F365 Says: Walcott walking the Arsenal plank again

Matt Stead

“He looks back to a very good shape. I felt it took him some time to come back to his real level,” said Arsene Wenger in midweek, damning Theo Walcott with the faintest praise possible. Thirteen games into Arsenal’s season, it is difficult to decipher their “real level”; thirteen seasons into Walcott’s career, the search goes on.

In a side of fringe players and youngsters, none really impressed for Arsenal in Serbia. Francis Coquelin was ineffective, his inclusion the equivalent of taking out travel insurance with no intention of going on holiday.
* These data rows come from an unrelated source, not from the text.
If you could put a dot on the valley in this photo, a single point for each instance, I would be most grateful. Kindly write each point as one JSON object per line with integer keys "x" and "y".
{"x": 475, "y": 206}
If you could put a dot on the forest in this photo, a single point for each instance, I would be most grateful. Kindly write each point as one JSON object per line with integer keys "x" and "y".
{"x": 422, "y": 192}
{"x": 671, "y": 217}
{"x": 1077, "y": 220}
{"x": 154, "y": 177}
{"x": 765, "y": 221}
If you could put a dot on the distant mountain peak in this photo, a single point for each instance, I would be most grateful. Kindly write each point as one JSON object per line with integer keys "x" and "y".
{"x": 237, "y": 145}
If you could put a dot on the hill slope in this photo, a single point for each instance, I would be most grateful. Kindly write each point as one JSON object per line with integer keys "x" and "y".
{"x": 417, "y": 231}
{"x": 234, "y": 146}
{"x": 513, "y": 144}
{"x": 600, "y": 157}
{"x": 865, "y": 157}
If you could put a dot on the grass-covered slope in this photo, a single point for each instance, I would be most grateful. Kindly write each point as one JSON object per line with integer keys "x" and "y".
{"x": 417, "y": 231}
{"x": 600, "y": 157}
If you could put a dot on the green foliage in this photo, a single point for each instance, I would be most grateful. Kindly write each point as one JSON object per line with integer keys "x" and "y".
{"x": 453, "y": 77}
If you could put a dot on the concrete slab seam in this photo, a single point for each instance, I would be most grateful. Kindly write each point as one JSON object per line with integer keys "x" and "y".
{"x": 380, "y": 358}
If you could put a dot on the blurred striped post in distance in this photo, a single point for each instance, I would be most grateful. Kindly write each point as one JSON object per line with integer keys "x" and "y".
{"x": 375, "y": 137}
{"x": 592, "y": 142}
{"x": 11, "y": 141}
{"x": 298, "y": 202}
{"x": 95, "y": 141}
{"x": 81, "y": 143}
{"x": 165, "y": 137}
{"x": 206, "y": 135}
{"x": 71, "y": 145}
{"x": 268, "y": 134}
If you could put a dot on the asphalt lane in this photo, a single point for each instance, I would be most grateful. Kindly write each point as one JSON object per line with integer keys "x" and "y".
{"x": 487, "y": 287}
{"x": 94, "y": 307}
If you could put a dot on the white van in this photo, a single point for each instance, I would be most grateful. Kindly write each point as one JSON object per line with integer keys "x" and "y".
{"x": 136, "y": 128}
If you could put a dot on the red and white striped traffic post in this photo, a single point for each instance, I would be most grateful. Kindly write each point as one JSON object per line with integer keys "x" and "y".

Olivier Giroud showed all the close control and deftness of touch of an elephant wearing boxing gloves until the winning goal. Jack Wilshere tried his utmost to drag something from a drab game. It has to be said that the standard set by Red Star was hardly conducive to flowing football.

But then nor was Wenger’s system. The Frenchman is perfectly justified in using the Europa League as a testing ground for Arsenal’s emerging talents. Ainsley Maitland-Niles, Reiss Nelson, Joe Willock and a bench with an average age of 19 years and six months will find such experiences invaluable. It is the way the manager uses them that is the problem.

Maitland-Niles and Nelson are no wing-backs; Mohamed Elneny is no centre-half; Willock was sentenced to an underwhelming display after being partnered with Coquelin in central midfield. With Mathieu Debuchy at the heart of the defence and Walcott playing from the start, most of the visiting players were used out of their normal positions.

The consequence was a disjointed, disinterested display in which only two players completed more than 90% of their passes. The breakthrough only came when, after 85 minutes of slow, plodding, error-strewn build-up play, Wilshere stepped up into second gear and interrupted the deep sleep of the Red Star defence. In 90 minutes, it was the one moment of brilliance.

Walcott played an important role in Giroud’s goal, but that was simply temporarily masking the stench of an otherwise abject performance. The 28-year-old miscued more times than a drunk snooker player, snatching at shots and misplacing passes.

One would suggest the forward is in the last chance saloon but, in truth, he has had a seat reserved there for years. The Europa League and Carabao Cup both provide an opportunity for first-team football, but the path to meaningful minutes in the Premier League is blocked; his last league start was in April.

Games such as these against Red Star are opportunities Walcott must seize, but time and time again he is allowing them to slip through his grasp. “This is his chance; he is focused, determined, hungry and is always in the squad,” said Wenger in September, and the manager was not wrong; Walcott is one of only two players to have been named in all of Arsenal’s matchday squads in all competitions this season.

But the fact remains that the forward has started as many games for Arsenal this campaign as Alex Oxlade-Chamberlain (4). Wenger is massaging the ego of the club’s longest-serving player expertly in public, but the truth is plain to see: Walcott’s “real level” is a few steps below what Arsenal require.